Glenwood has a long history of Italian restaurants to complement its rich Italian heritage, as anyone lucky enough to have crashed the Italian picnic or dined at Peppo Nino’s or Florindo’s can attest. The Underground is a big part of that.
It’s fair to say that growing up in Glenwood develops a deep appreciation for Italian cuisine, even if your surname’s Irish. Snobbish or not, I now gauge any restaurant — especially an Italian one — not only on whether it uses anchovies in Caesar Salad, but how it uses them.
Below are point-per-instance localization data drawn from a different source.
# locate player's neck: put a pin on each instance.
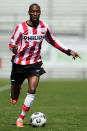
(33, 23)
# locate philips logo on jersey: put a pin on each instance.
(34, 37)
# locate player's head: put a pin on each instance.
(34, 12)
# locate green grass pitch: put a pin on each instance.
(64, 102)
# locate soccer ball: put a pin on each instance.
(38, 119)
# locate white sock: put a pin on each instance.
(27, 104)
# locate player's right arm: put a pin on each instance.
(13, 45)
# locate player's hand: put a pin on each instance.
(15, 48)
(75, 55)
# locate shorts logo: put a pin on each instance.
(34, 37)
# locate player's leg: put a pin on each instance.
(32, 83)
(17, 78)
(15, 91)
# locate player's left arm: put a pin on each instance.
(57, 44)
(74, 54)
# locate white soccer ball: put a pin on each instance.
(38, 119)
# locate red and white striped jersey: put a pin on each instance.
(29, 41)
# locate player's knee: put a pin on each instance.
(32, 90)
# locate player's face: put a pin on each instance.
(34, 13)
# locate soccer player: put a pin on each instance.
(27, 62)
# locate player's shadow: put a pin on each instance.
(23, 124)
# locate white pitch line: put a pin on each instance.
(3, 88)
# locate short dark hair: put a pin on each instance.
(34, 4)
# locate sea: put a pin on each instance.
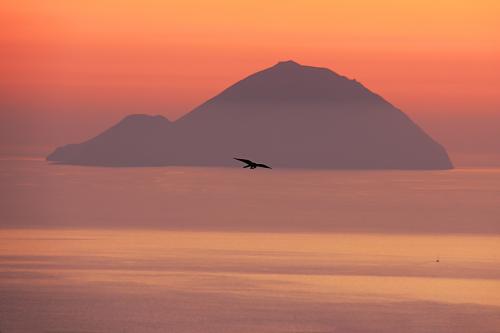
(193, 249)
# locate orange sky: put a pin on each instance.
(71, 68)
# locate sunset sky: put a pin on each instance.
(69, 69)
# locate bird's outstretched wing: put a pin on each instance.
(263, 166)
(243, 160)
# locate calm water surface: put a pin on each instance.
(227, 250)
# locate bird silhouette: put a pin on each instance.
(252, 165)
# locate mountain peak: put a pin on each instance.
(288, 63)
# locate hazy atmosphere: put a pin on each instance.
(69, 70)
(249, 166)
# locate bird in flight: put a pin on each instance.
(252, 165)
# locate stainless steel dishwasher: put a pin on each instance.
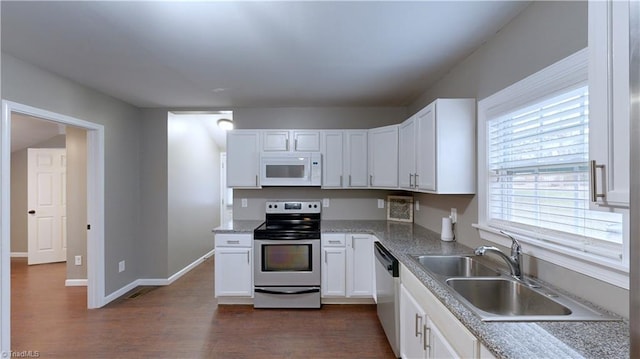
(388, 294)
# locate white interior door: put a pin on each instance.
(47, 238)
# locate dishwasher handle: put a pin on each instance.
(388, 261)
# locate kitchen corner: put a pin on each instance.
(504, 339)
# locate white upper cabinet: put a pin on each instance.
(243, 150)
(344, 155)
(609, 102)
(407, 153)
(355, 160)
(383, 157)
(332, 159)
(437, 148)
(291, 140)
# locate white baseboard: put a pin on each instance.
(186, 269)
(75, 282)
(120, 292)
(156, 281)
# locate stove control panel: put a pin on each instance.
(288, 206)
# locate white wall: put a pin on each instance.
(540, 36)
(76, 201)
(193, 190)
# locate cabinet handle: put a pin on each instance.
(425, 339)
(418, 317)
(594, 179)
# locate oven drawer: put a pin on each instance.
(234, 240)
(333, 240)
(287, 297)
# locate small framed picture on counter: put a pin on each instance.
(400, 208)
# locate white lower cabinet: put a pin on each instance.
(360, 269)
(420, 337)
(233, 265)
(427, 327)
(347, 265)
(334, 265)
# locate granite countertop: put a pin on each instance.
(607, 339)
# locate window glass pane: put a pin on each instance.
(539, 173)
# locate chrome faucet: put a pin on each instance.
(513, 261)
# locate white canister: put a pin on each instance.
(447, 229)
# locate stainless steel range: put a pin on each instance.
(287, 256)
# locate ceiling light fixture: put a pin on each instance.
(225, 124)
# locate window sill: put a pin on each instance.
(610, 271)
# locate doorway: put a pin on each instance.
(95, 208)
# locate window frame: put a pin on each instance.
(564, 75)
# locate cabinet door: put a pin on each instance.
(609, 101)
(333, 272)
(426, 170)
(233, 272)
(306, 141)
(243, 156)
(411, 327)
(275, 140)
(360, 261)
(383, 157)
(355, 161)
(437, 345)
(332, 159)
(407, 154)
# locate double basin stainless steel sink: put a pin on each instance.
(496, 296)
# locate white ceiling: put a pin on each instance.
(252, 54)
(27, 131)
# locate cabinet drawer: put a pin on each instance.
(234, 240)
(333, 240)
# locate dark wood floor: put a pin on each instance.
(179, 321)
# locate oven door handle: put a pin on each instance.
(303, 291)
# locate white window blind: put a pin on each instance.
(538, 176)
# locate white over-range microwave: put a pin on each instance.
(290, 169)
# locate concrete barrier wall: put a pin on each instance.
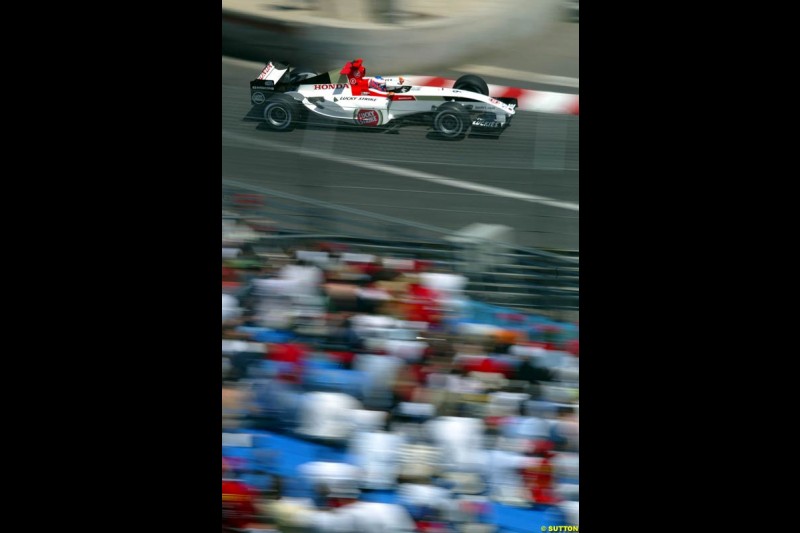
(322, 44)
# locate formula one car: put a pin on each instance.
(288, 95)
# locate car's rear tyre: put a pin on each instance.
(451, 121)
(472, 83)
(281, 112)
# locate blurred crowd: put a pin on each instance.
(416, 417)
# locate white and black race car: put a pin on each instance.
(286, 96)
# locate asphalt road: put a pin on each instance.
(537, 155)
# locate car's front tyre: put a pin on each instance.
(281, 112)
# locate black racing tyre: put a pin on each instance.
(281, 112)
(451, 120)
(470, 82)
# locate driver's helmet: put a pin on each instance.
(377, 83)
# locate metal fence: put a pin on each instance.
(508, 275)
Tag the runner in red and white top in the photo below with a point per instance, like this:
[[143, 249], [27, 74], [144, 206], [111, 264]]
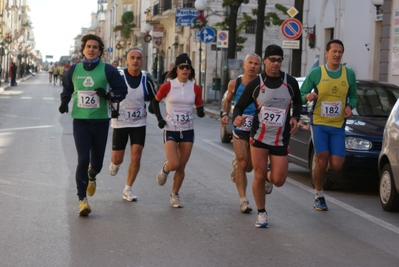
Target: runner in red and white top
[[180, 95]]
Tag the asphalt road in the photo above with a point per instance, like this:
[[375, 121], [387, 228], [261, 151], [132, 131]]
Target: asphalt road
[[40, 226]]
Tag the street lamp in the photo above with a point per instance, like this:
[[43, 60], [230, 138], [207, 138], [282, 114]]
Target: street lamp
[[8, 41], [201, 6]]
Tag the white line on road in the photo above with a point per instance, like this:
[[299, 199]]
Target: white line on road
[[337, 202]]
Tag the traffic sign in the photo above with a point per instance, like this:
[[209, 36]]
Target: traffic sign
[[222, 39], [207, 35], [291, 28]]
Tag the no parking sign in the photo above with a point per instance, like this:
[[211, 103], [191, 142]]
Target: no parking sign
[[222, 40], [291, 28]]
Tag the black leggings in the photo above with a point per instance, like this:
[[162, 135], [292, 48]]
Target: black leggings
[[90, 141]]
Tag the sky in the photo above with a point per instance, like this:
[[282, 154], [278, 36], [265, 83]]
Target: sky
[[56, 23]]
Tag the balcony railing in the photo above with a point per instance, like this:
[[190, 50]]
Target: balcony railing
[[164, 5]]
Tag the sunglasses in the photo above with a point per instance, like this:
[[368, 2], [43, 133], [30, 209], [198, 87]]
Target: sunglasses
[[272, 59], [187, 67]]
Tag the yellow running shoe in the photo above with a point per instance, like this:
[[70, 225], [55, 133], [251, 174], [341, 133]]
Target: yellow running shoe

Among Glenwood’s Italian eateries, the Underground has always been more of a “leave the gun, take the cannoli” kind of place. No, you shouldn’t find a revolver taped to the wall of the men’s room, and you won’t see Peter Clemenza, sleeves rolled up in the Underground’s kitchen, opening a Chianti fiasco over a huge stock pot of minced garlic sautéing in olive oil.
You will, however, now see Glenwood natives Ben and Web Heyliger, and you will no doubt be welcome.
I, for one, plan to pay them a visit one day soon.
To be sure, I will enter through the front door, and I will order a Caesar Salad, for starters.
I’ll see how it goes from there.
Mitch Mulhall is a husband, father and longtime Roaring Fork Valley resident. His column appears monthly in the Post Independent and at PostIndependent.com.